The AMCON chairman said Arik Air airline was earning about N7bn monthly.“And they have failed to even pay staff salaries. They are owing salaries for periods ranging between five and seven months, depending on the department,” he added.
Kuru disclosed AMCON bought the airline’s non-performing loan of N71bn from Union Bank of Nigeria Plc and N14bn from Keystone Bank Limited.The loans were for the purchase of additional aircraft and refinancing of existing term loans,but the airline defaulted. The default, according to him, has ”posed systemic threat to the banks and, indeed, the Nigerian economy.”
“The principal promoter of Arik Air is Sir Johnson Arumemi-Ikhide. Apart from AMCON, Arik is also currently indebted to other commercial institutions in Nigeria, including Standard Chartered Bank, Zenith Bank, Ecobank and Access Bank to the tune of circa N165bn; N26bn is owed to the federal aviation agencies and regulators; $11m is owed to European aviation agencies and service providers; and $20m owed to Lufthansa Technique.
“AMCON also acquired three other non-performing loans of companies in which the principal promoter is Sir Johnson Arumemi-Ikhide, namely: Rockson Engineering (N107bn), Ojemai Farms Limited (N8.6bn) and Ojemai Investment Limited (N1.9bn). The total exposure of Sir Arumemi-Ikhide to AMCON is N263.7bn.”

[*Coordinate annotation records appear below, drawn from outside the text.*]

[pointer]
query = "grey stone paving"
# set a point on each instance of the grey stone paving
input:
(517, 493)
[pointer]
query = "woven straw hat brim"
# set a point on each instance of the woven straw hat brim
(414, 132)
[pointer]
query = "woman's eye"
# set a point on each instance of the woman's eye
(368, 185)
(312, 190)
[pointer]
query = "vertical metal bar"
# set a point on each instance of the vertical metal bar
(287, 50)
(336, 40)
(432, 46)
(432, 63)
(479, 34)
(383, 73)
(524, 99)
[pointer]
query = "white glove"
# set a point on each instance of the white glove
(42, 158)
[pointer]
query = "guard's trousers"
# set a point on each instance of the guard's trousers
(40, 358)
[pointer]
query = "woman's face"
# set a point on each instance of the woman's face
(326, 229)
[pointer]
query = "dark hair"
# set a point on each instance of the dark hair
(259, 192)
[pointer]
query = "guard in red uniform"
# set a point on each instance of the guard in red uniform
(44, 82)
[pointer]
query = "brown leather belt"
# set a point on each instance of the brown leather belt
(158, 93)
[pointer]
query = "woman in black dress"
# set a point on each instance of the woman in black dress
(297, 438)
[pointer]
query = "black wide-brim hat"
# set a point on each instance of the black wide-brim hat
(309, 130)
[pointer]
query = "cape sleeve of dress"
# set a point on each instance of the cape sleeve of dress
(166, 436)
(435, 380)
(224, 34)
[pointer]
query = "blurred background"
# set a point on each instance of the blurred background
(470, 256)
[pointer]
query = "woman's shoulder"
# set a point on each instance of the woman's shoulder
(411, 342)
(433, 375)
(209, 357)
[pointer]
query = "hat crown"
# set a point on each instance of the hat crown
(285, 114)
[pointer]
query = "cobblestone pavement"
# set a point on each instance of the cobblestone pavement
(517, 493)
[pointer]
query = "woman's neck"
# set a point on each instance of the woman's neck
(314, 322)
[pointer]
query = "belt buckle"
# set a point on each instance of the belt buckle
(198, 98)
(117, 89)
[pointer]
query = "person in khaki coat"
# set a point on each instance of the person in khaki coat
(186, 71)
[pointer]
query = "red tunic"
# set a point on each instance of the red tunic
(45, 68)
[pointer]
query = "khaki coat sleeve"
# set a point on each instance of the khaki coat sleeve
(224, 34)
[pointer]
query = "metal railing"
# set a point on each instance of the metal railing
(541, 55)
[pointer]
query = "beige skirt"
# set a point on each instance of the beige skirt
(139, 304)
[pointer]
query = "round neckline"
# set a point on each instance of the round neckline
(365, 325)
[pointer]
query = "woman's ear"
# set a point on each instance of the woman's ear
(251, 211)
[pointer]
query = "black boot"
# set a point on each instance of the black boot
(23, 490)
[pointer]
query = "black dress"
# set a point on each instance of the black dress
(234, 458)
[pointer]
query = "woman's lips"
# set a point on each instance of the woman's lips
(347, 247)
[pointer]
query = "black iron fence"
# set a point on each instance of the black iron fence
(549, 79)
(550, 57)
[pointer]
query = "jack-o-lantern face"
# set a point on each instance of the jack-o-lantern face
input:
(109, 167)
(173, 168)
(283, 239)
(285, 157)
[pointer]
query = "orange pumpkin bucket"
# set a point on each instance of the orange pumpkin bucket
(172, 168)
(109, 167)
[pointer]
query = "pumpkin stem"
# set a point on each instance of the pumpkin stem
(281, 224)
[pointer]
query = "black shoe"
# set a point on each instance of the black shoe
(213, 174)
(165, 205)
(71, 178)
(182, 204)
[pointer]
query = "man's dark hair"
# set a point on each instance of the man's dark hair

Kuru made more revelations, “In May 2013, AMCON sourced N26bn of the Central Bank of Nigeria’s Power and Aviation Intervention Fund through the Bank of Industry on behalf of Arik. AMCON disbursed N21.38bn of the BoI loan to Arik as working capital. Out of this amount, N2.4bn was meant for the reconfiguration of two aircraft from passenger to cargo carriers. This was never done as the funds were diverted by the Arik management and is now the subject of EFCC investigation. Both aircraft were abandoned in the UK.”
Senator Rafiu Ibrahim, who is the Chairman of the committee,in his opening remarks, said his committee was in support of AMCON’s take over of the airline.